Wednesday, August 31, 2005

Journalism with a capital "E"

Being here in France, I have two English language TV stations (which is better than zero...) to get my anglicized news from. CNN International and BBC World. BBC hasn't covered this hurricane to the same to degree as CNN has - obviously, most Brits don't live in the affected areas. CNN has decided that 70% of their programming must revolved around this, because hey, the Chinese, Europeans, and Africans need to know about this evolving story. This has actually been good for me. I wanted to know what was happening; the French stations were discussing the back-to-school procedures in the regions of France. BBC was interviewing someone with a thick accent about the affect the hurricane will have on global oil prices; only CNN was covering this with actual reporters on the scene.

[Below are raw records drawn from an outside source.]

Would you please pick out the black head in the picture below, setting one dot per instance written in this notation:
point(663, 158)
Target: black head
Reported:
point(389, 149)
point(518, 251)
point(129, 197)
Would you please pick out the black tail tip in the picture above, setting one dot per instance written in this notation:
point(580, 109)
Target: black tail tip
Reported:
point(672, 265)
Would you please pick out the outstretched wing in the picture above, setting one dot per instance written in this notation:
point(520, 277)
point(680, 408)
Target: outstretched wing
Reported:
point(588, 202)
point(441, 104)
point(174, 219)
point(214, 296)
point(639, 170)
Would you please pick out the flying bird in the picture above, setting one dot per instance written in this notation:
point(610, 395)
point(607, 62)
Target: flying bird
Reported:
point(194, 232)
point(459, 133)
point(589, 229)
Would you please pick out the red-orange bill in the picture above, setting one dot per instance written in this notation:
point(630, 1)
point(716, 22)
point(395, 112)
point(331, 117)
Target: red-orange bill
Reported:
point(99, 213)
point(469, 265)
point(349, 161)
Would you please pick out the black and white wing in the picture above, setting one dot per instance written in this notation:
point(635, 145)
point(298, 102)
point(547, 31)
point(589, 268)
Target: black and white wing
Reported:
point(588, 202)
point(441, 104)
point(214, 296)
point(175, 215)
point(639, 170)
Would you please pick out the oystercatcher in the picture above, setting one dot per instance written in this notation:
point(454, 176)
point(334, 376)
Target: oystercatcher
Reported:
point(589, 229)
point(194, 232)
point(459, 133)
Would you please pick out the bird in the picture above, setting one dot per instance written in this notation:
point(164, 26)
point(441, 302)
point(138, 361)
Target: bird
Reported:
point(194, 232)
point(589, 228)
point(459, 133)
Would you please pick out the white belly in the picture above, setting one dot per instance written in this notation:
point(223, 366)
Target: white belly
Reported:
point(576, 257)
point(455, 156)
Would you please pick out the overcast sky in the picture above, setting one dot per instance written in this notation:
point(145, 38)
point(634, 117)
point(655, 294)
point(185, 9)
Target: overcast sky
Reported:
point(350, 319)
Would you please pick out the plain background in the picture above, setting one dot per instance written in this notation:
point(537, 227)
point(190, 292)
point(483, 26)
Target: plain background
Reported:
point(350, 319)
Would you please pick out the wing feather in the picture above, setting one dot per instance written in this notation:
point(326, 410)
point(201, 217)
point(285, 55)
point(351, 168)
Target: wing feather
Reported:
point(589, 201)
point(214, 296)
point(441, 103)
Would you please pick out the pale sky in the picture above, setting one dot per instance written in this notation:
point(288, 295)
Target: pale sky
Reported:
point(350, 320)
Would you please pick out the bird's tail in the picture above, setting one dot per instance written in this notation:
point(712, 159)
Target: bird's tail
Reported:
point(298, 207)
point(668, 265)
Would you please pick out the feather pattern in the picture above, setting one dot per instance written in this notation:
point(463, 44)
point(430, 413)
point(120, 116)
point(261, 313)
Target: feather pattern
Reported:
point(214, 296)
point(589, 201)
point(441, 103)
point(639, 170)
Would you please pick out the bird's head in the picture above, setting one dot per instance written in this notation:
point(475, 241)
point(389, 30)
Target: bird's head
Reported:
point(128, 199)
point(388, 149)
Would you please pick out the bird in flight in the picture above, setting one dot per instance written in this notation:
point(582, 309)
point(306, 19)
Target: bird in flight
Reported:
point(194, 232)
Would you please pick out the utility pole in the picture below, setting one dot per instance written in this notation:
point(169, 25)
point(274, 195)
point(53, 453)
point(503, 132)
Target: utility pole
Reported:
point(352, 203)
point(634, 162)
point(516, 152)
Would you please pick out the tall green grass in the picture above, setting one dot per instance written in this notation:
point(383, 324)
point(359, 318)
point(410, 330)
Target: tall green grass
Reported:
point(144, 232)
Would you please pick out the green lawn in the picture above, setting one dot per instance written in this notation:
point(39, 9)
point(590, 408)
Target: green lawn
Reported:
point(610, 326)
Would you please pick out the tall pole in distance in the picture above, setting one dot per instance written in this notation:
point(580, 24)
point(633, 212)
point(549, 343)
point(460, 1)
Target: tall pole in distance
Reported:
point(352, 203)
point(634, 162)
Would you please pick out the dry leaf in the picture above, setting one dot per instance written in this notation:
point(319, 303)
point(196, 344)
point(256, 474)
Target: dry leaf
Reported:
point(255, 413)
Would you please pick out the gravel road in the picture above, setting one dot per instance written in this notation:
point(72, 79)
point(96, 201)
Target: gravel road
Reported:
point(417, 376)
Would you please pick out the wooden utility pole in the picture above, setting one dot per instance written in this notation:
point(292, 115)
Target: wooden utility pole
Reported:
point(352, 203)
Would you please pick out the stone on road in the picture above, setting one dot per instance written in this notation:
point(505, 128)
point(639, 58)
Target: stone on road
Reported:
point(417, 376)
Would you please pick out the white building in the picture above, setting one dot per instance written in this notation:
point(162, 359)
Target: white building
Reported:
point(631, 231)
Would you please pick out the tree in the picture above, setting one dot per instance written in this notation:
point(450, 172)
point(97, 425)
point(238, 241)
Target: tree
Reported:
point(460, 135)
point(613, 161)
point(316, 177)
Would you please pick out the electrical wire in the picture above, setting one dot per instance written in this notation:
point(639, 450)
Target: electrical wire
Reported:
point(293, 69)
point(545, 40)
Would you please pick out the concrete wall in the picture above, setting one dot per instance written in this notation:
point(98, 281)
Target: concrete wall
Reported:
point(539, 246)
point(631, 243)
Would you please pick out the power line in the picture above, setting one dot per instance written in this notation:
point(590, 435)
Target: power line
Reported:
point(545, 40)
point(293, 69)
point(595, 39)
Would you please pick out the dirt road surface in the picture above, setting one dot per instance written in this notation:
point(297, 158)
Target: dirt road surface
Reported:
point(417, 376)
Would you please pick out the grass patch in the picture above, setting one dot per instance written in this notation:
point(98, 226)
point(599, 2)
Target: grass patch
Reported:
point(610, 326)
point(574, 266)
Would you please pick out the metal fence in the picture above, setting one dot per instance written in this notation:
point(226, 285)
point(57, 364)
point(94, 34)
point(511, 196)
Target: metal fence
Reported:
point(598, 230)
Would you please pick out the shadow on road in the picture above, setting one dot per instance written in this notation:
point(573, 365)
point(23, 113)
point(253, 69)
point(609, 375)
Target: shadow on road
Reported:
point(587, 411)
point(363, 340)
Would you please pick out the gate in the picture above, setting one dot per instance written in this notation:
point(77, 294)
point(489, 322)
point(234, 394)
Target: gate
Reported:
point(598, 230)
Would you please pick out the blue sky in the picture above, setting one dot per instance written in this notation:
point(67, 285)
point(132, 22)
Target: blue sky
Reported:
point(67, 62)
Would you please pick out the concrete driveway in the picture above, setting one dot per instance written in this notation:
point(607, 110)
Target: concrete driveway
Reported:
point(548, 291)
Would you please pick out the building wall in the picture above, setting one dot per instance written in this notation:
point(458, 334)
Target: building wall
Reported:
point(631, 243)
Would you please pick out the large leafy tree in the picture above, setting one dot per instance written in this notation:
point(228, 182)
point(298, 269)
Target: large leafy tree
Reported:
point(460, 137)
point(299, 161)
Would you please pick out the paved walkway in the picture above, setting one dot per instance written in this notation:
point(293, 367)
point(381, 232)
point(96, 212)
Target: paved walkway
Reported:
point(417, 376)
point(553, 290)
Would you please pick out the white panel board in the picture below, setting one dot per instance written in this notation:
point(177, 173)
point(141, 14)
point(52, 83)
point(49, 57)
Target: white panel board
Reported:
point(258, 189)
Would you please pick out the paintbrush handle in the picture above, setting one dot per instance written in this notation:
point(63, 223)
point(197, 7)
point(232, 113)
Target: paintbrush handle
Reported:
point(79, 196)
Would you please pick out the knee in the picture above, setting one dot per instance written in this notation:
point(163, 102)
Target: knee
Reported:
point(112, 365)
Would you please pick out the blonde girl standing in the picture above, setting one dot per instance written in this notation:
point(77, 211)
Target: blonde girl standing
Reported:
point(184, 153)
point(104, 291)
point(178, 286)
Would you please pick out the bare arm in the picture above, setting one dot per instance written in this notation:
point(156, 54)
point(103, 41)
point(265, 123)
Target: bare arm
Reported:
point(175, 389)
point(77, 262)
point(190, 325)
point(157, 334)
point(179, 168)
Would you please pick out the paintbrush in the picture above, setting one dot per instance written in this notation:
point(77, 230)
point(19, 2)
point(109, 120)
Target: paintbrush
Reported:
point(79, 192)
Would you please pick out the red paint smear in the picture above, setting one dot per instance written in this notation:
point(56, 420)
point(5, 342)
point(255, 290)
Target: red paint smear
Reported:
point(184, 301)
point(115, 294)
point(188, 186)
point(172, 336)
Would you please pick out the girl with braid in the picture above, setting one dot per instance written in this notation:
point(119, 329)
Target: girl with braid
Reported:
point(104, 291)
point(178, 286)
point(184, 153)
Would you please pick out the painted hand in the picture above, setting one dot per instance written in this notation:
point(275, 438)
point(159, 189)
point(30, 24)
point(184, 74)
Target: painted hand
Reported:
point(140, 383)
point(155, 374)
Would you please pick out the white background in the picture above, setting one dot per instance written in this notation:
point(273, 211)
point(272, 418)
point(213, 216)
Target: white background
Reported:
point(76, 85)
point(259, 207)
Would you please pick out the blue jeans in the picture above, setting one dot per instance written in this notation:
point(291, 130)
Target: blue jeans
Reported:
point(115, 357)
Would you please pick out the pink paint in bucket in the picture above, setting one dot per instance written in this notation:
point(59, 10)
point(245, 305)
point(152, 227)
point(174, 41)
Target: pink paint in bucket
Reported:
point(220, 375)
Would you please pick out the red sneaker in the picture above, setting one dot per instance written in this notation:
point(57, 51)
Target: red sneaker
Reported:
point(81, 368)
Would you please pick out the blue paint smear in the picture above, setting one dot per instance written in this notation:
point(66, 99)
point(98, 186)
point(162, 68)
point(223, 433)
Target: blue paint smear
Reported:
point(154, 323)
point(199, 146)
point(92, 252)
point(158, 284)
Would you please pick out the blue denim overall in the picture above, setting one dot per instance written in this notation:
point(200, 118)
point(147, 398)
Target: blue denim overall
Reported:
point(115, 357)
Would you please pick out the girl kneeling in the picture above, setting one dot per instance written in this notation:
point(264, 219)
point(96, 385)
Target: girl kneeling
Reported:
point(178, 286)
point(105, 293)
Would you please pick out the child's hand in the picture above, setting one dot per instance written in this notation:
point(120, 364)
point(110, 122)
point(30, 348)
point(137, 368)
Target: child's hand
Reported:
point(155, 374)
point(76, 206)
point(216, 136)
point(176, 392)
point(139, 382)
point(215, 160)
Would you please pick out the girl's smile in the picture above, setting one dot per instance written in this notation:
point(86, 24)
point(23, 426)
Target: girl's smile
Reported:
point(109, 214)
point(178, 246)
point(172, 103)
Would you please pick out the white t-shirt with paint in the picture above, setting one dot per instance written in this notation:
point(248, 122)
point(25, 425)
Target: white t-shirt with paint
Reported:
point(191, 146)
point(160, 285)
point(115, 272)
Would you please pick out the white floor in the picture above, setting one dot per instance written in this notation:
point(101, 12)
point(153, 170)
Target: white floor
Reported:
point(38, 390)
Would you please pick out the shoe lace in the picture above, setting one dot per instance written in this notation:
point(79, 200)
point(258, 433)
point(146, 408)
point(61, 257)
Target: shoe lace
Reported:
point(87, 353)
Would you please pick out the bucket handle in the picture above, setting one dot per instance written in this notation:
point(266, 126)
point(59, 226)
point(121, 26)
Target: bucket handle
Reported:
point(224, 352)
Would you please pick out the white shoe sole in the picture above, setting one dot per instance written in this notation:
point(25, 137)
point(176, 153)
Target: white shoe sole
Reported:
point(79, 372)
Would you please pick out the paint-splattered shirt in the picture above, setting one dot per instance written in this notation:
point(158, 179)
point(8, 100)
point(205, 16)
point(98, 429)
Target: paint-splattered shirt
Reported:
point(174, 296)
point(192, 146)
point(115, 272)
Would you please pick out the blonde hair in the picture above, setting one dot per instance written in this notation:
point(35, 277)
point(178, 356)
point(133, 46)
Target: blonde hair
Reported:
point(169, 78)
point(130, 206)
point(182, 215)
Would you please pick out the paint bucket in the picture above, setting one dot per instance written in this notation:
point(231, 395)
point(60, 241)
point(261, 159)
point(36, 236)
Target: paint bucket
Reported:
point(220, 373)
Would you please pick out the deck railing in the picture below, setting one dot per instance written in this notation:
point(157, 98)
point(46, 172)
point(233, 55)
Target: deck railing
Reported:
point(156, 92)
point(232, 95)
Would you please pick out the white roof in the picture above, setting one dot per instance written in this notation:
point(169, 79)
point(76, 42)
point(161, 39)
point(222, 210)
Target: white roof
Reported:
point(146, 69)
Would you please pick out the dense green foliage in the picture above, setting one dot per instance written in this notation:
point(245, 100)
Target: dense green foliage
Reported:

This has its positives and negatives. They wasted (and I really mean wasted) 4 minutes of the lives of 100s of millions (or at least millions) of viewers while two local weather people were discussing where they used to live in Biloxi, Miss. This was insane - they just went on and on about the neighborhoods where they used to live...The funny thing was neither knew what the other was talking about.

But, this isn't the actual subject of the post. I want to know, has disaster coverage always revolved around the shameless exploitation of the harmed? Is this a new thing? I have only began to notice it, but I feel it is terrible on CNN lately. Anyone who has watched CNN has seen the
middle-aged black man explain how he was holding his wife who was in the water and he had to let her go. He knew she was dead. CNN has made this man the "face" of the hurricane. I find this so disgusting, I can not begin to explain it. This poor man just lost his wife, at least partly because he wasn't strong enough to save her; and this damn station is using this, time and again. I have seen it in print on their site, and seen the video a half-dozen times. Leave this man in peace and mourning.

Then, in another coup,
they managed to get video of a woman telling how her husband didn't have time to evacuate and got stuck at home. He called her after the worst had passed to say that he lived; but she hasn't heard from him in something like 24 hours since. As opposed to ending the clip there, they stick the microphone more into her face and wait as she descends into crisis as she thinks about losing her husband! I understand that we need to humanize the situation - I too have a hard time visualizing the people - but be humanitarian at the same time. We all understood the implications of what this woman was saying; we don't need you to force her to live her nightmare on international TV! The heartlessness of this is astonishing.

...oh, and hey, good thing that
Bush has been planning on cutting back on FEMA's disaster prepareness, huh?